Member of the Arkansas House of Representatives from the 4th district
- In office 2013–2015
- Preceded by: Lane Jean
- Succeeded by: DeAnn Vaught

Personal details
- Born: 1956 (age 69–70) Stuttgart, Arkansas County Arkansas, US
- Party: Democratic
- Spouse: Steve Hawthorne
- Children: 2
- Alma mater: Texarkana College Ouachita Baptist University
- Occupation: Economic Development Officer

= Fonda Hawthorne =

American politician

Fonda F. Hawthorne (born 1956) is a former one-term member of the Arkansas House of Representatives. She represented the 4th district from 2013 to 2015 for the Democratic Party. She served on the Public Transportation, City County and Local Affairs, and Legislative Joint Auditing committees.

== Career ==
Prior to running for the Arkansas House of Representatives, Hawthorne was a member of the De Queen-Sevier County Chamber of Commerce.
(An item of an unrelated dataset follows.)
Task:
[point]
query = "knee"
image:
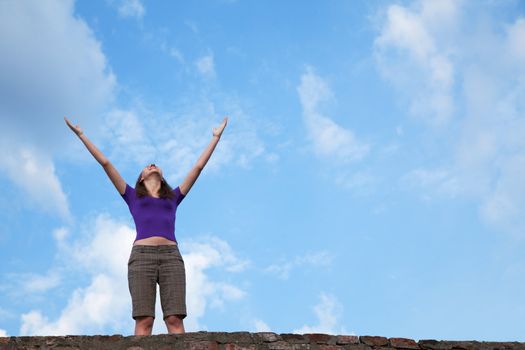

She ran for election for the 4th district of Arkansas in 2012, and served in the House of Representatives from 2013 to 2015 under the Democratic Party. She was defeated for reelection on November 4, 2014, by DeAnn Vaught, a Republican farmer from Horatio, Arkansas. Vaught won by a 59-41 margin in a general Republican sweep of Arkansas elections.

In 2019, Hawthorne was sentenced to four months in jail for embezzling money from the Ashdown-Little River County Chamber of Commerce to buy alcohol and tobacco, which she claimed was the result of alcoholism, which she went to rehab for.